Deutsche Grammatik – Büchels Spiegel polarisiert

Am 5. September begann eine neue Ära in der bewegten Geschichte des Fridericianums. Seiner Funktion als Museum beraubt, wurden die Räume für verschiedene Zwischennutzungen freigegeben. Unter anderem zogen eine Filiale des Discounters Mäc-Geiz, eine Spielothek sowie ein Sonnenstudio und ein Fitness-Center in das Fridericianum ein. Ein kompletter Flügel wurde als Veranstaltungsort für die erste Messe politischer Parteien Deutschlands, die politica, genutzt.
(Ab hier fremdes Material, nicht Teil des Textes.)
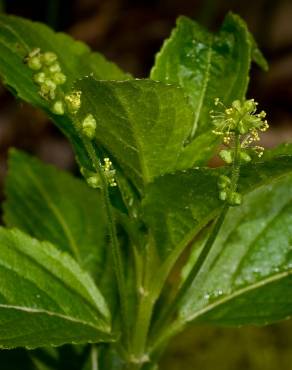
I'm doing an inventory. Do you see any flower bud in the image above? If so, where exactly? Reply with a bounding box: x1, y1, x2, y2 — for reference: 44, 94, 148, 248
52, 72, 66, 85
52, 100, 65, 116
27, 55, 42, 71
42, 51, 58, 66
82, 114, 96, 139
228, 191, 242, 206
219, 149, 233, 164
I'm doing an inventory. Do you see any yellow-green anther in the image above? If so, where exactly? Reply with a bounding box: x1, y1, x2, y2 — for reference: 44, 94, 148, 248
228, 191, 242, 206
33, 72, 46, 85
41, 79, 57, 100
218, 175, 231, 189
219, 149, 233, 164
240, 151, 251, 162
65, 91, 81, 113
52, 72, 66, 85
42, 51, 58, 66
82, 114, 96, 139
86, 174, 101, 189
102, 158, 117, 187
48, 62, 61, 73
52, 100, 65, 116
27, 55, 42, 71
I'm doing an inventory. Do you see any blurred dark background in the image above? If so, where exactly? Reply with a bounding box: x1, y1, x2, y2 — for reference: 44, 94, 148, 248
0, 0, 292, 370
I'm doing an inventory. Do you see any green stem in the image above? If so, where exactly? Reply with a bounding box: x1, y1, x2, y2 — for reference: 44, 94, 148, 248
83, 140, 129, 349
148, 135, 240, 344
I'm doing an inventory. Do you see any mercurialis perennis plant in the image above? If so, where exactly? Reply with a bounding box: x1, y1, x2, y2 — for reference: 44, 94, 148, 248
0, 10, 292, 370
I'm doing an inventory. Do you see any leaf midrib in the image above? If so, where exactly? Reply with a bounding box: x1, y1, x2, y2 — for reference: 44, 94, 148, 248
181, 270, 292, 323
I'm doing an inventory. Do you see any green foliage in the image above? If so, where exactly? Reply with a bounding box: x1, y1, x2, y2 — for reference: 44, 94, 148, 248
0, 228, 111, 348
0, 10, 292, 370
151, 13, 267, 164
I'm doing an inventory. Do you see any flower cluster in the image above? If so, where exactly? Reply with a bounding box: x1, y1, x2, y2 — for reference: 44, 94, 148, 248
25, 48, 117, 188
210, 98, 269, 163
210, 98, 269, 205
81, 157, 117, 189
25, 48, 66, 115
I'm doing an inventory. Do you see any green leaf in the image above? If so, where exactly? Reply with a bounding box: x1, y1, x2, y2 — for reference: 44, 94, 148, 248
0, 228, 112, 348
3, 150, 107, 281
151, 13, 266, 164
180, 175, 292, 325
76, 77, 193, 191
0, 14, 130, 169
143, 145, 292, 259
0, 348, 37, 370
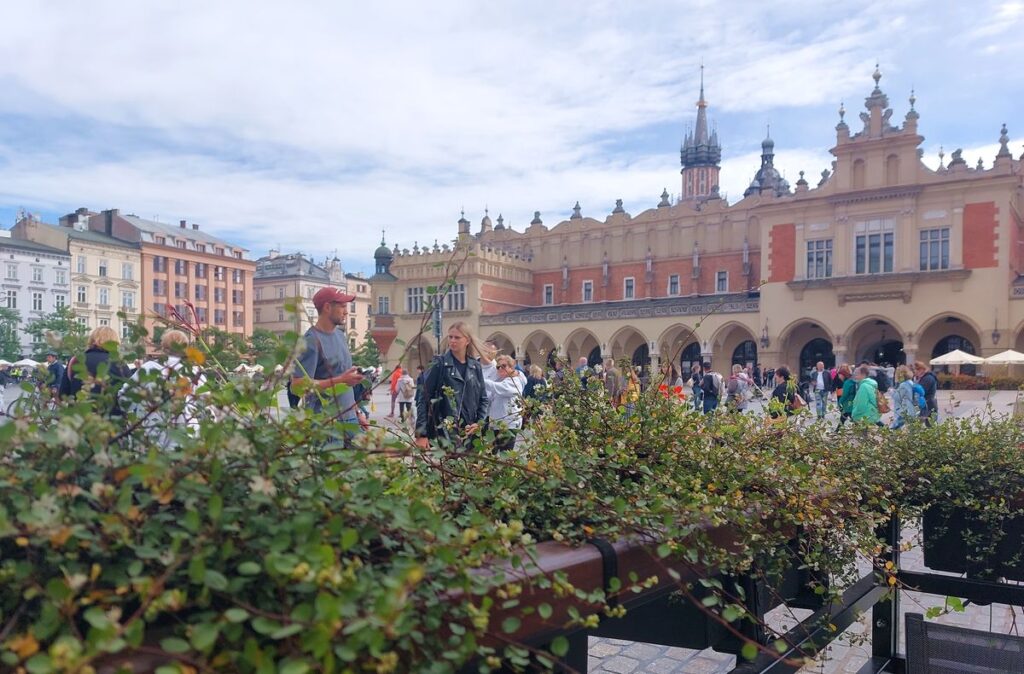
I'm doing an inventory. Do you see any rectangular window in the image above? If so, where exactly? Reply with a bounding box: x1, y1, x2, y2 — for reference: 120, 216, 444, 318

In einem weiteren Flügel wurden die zerrissenen Akten des Ministeriums für Staatssicherheit der ehemaligen Deutschen Demokratischen Republik rekonstruiert.  Auch der Friedrichsplatz, auf dem bis Mitte des 20. Jahrhunderts militärische Paraden abgehalten wurden, erhielt eine neue Funktion. Aber keine Sorge, das wird nicht für immer so sein. Die Teils provokanten Umbauarbeiten gehören zu der umstrittensten Ausstellung, die das Fridericianim seit langem gesehen hat: Deutsche Grammatik von Christoph Büchel.

Foto: Mario Zgoll

Foto: Mario Zgoll

Mit der Ausstellung Deutsche Grammatik thematisiert Büchel die jüngere deutsche Ge-schichte und aktuelle politische und gesellschaftliche Strukturen des Landes. 1818 schrieb Jacob Grimm, damals Bibliothekar im Kasseler Fridericianum, den ersten Band seiner Deutschen Grammatik; 2008 fungiert eben dieser Titel als Metapher für eine Ausstellung zur aktuellen deutschen Kultur. Christoph Büchel bespielt die 2000 Quadratmeter Ausstellungsfläche der Kunsthalle Fridericianum und bezieht den Außenraum mit ein. Mit einer Gesamtinstallation, in der Realitäten detailgetreu rekonstruiert und raumgreifend geschaffen wurden, widmet er sich der Situation des Landes und der Bedeutung und Funktion des ältesten Museumsgebäudes des europäischen Festlandes. In diesem Rahmen fand auch am 6. und 7. September im Fridericianum die politica statt, die erste Parteienmesse Deutschlands.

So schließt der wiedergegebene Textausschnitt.